The recent convergence of high-performance computing (HPC), big data, cloud computing, and machine learning techniques has led to new processing, storage, communication, and data analytic methods for extracting information. Tremendous innovations have greatly impacted the scientific approaches that evolved with the data and its landscape. This survey-like book, written in a nontutorial and nonanalytical style, is mostly an encyclopedic monologue on big data literature.
The book covers a timely and interesting topic, that is, the “convergence trajectory” of the aforementioned technologies. Indeed, it is an appropriate time for working on this subject; many researchers could spend many years exploring the literature and contributions in the field. Thus, this work had the potential to be a seminal work in big data and HPC.
The book consists of 12 (somehow related) chapters. The first three chapters provide an introductory overview of parallel processing and storage frameworks and systems, mostly based on Hadoop and MapReduce in different software suits, with brief explanations. Chapter 4 on HPC is a general overview of multicore platforms, graphics processing unit (GPU) architecture, field-programmable gate arrays (FPGAs), application-specific integrated circuits (ASICs), different applications of nonvolatile memory express (NVMe), and remote direct memory access (RDMA). These chapters include many code samples for the mentioned environments.
Chapter 5 looks at challenges to big data computing, and chapter 6 lists benchmarking environments for big data system performance.
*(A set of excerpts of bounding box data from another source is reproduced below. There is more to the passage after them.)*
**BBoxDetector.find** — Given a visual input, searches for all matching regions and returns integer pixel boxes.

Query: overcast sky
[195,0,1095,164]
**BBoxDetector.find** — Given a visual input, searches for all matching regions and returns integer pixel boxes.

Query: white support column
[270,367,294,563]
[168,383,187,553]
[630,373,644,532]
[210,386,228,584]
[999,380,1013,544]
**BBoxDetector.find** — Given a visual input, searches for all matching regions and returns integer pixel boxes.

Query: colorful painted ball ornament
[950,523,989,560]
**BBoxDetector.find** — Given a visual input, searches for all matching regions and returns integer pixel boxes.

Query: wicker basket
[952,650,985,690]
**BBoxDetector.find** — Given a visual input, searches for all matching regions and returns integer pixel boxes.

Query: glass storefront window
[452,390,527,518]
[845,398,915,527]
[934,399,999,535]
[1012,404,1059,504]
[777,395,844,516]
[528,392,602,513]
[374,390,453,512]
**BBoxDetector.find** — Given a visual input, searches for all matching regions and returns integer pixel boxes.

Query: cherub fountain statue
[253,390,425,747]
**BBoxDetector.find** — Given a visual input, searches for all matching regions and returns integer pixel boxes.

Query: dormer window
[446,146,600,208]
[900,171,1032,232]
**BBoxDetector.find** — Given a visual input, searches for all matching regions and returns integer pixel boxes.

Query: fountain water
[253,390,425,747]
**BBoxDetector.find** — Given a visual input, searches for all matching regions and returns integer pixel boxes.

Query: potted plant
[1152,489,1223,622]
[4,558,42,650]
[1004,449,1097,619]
The next three chapters are on accelerations with RDMA (without sufficient explanation of its mechanism) and multicore and high-performance storage. A related literature review explains how the acceleration mechanism can be used to offload processing and storage burdens and to promote efficiency and performance. Chapter 10, a brief discussion of deep learning and big data, fails to provide the objectives, integrating mechanisms, and core architecture of the merging, yet propounds the probable effects of the system components. Chapter 11, which is supposedly on the mixing of cloud and HPC, focuses on different aspects of virtual environment and virtual machine mechanisms. Finally, chapter 12 reviews some big data and HPC research challenges. There was no place for theoretical discussions and architectural descriptions of the “convergence trajectory.”
Despite its useful encyclopedic nature in big data computing, the unrealized claims degrade its quality.